5 octobre 2012 5 05 /10 /octobre /2012 08:04

Dostoievski.jpgDostoïevski est entré dans mon estime quand j'ai commencé ma lecture de l'Idiot. J'avais tant entendu parler de ce livre en bien, notamment lorsque je voyageais à l'étranger, que je me suis décidé à entamer sa lecture, malgré les 505 pages. Ce fut mon premier pas dans la littérature russe, riche en descriptions et en visages, avec des noms dont on a mille difficultés à se souvenir. A la suite de cette expérience, j'ai décidé de poursuivre avec Dostoïevski, délaissant encore Tolstoï pour quelques mois/années.

 

Crime et Châtiment. Je ne sais pas pourquoi, mais ce titre fait très Jane Austen (la faute à Raison et Sentiments peut-être). Mais dès le départ j'ai reconnu l'excellence de la prose de l'auteur. La première partie a été avalée en quelques heures. J'ai suivi avec délectation et une certaine admiration les questionnements de Roskolnikov, hésitant et préparant à la fois le crime de l'usurière Aliona Ivanovna.

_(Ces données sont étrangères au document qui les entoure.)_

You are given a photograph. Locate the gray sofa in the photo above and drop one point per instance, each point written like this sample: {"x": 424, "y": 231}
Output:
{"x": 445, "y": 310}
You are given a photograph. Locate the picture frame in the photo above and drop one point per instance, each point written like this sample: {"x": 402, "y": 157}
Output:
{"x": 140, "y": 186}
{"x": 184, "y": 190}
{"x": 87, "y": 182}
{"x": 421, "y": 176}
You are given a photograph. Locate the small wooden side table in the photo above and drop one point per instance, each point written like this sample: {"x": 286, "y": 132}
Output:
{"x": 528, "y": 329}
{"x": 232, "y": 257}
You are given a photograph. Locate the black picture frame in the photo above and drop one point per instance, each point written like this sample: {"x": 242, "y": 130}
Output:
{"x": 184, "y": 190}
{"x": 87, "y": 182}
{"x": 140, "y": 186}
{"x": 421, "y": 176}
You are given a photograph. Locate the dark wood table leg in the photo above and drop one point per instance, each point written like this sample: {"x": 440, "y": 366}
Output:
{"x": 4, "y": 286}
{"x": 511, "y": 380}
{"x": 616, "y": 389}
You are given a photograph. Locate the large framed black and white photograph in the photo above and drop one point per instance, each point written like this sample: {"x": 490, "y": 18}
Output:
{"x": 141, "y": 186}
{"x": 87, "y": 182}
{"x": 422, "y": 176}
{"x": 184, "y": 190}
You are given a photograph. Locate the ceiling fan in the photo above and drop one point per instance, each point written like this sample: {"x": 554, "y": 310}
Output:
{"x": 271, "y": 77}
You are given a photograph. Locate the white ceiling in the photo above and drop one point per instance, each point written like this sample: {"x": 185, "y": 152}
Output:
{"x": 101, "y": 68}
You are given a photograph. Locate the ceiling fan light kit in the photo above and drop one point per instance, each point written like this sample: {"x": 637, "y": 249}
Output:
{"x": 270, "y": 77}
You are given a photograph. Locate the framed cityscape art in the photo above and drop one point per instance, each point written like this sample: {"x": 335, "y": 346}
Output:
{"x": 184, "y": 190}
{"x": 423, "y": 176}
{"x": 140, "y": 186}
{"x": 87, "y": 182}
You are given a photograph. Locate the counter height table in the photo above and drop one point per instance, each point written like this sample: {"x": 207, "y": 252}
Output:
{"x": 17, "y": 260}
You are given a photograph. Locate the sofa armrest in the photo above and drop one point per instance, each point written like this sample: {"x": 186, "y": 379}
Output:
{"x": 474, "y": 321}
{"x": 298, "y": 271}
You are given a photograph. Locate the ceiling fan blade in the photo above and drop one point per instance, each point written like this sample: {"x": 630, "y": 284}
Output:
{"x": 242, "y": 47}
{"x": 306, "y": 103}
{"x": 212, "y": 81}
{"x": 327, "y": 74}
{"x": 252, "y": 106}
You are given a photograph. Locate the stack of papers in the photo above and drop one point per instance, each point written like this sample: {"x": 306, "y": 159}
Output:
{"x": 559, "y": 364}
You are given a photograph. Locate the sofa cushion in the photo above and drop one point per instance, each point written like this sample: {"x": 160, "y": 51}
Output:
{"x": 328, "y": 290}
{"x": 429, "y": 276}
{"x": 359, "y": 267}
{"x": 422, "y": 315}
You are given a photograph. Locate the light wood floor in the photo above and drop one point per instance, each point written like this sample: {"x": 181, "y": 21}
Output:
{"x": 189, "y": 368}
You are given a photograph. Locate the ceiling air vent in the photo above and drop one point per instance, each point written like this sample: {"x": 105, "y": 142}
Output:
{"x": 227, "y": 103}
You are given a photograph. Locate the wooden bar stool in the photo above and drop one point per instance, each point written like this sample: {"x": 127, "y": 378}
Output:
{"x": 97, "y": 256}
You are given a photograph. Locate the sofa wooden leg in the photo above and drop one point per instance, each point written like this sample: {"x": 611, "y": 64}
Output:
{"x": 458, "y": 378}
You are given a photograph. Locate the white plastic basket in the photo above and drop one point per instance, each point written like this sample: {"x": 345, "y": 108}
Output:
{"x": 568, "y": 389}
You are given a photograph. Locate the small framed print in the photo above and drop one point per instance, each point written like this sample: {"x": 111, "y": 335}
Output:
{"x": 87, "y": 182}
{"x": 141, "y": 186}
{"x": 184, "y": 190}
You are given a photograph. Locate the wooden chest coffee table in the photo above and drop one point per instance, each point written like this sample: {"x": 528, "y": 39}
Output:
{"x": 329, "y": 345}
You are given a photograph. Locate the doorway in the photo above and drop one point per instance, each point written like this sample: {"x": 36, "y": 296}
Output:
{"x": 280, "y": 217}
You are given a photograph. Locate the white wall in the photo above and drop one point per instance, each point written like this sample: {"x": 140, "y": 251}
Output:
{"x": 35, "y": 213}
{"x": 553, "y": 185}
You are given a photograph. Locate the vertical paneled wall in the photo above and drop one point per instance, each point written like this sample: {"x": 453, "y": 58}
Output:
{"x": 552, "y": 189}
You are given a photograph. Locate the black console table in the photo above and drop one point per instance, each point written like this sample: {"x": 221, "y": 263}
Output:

Le passage à l'acte est le tournant du livre, bien que placé dans la première des six parties. S'en suit le châtiment. Le châtiment effectif n'a lieu que dans l'épilogue, mais le châtiment mental et physique a lieu tout au long des cinq parties suivantes. Comment vivre avec un meurtre sur la conscience ? Cela semble être le grand questionnement de Dostoïevski, sans pour autant arriver à une réponse. Peut-être ne peut on pas vivre avec cela, comme cela semble être le cas avec Roskolnikov, passant par des moments de pure folie, devenant totalement paranoïaque, persuadé que la police est au courant de tout.

 

Pour expliquer le meurtre, l'auteur utilise des procédés très nietzschéens, où le nihilisme prend tout son sens (Dostoïevski évoque très souvent cette notion, notamment dans Les frères Karamazov où il constate que « si Dieu n'existe pas, tout est permis » ). De son côté, Nietzche fit l'éloge de l'auteur : « Dostoïevski est la seule personne qui m'ait appris quelque chose en psychologie ».Raskolnikov pense en effet que seuls les grands hommes peuvent se permettre de défier la moralité et la loi, comme il le fait en tuant quelqu’un. Cette justification ne l'aide cependant pas à affronter les conséquences de son geste. Peut-être est-il trop lâche, comme il le dit à la fin du livre. Il ne ferait donc pas partie de ces grands hommes, il n'est pas le nouveau Napoléon, qu'il prend tout au long du livre pour exemple, pour expliquer son acte. Dostoïevski ne contredit donc pas totalement cette théorie, mais il présente ici son insuccès, et l'extrémisme que cette théorie pourrait avoir, puisque un homme pourrait se croire supérieur alors qu'il ne l'est pas.

 

Pour expliquer l'impossibilité de vivre avec un meurtre sur la conscience, une partie religieuse, passant par le salut et la souffrance, semble être la vision de l'auteur. Le fait que ce soit une prostituée qui l'amène à se dénoncer est un véritable symbole. Les nombreuses références à Dieu et à la religion excluent presque automatiquement Dostoïevski et cette œuvre de l'univers existentialiste.

 

Cependant, ce livre emprunte un univers philosophique important, avec de longues tirades sur l'existentialisme, la capitalisme ou le communisme. Il faut parfois sérieusement s'accrocher et relire trois fois certaines phrases afin de pouvoir les assimiler. Mais si vous souhaitez comprendre les douleurs psychologiques qu'un homme peut endurer lorsqu'il a une mort sur la conscience, ce livre peut être votre bible. Et ne soyez pas rebuté par les 504 pages.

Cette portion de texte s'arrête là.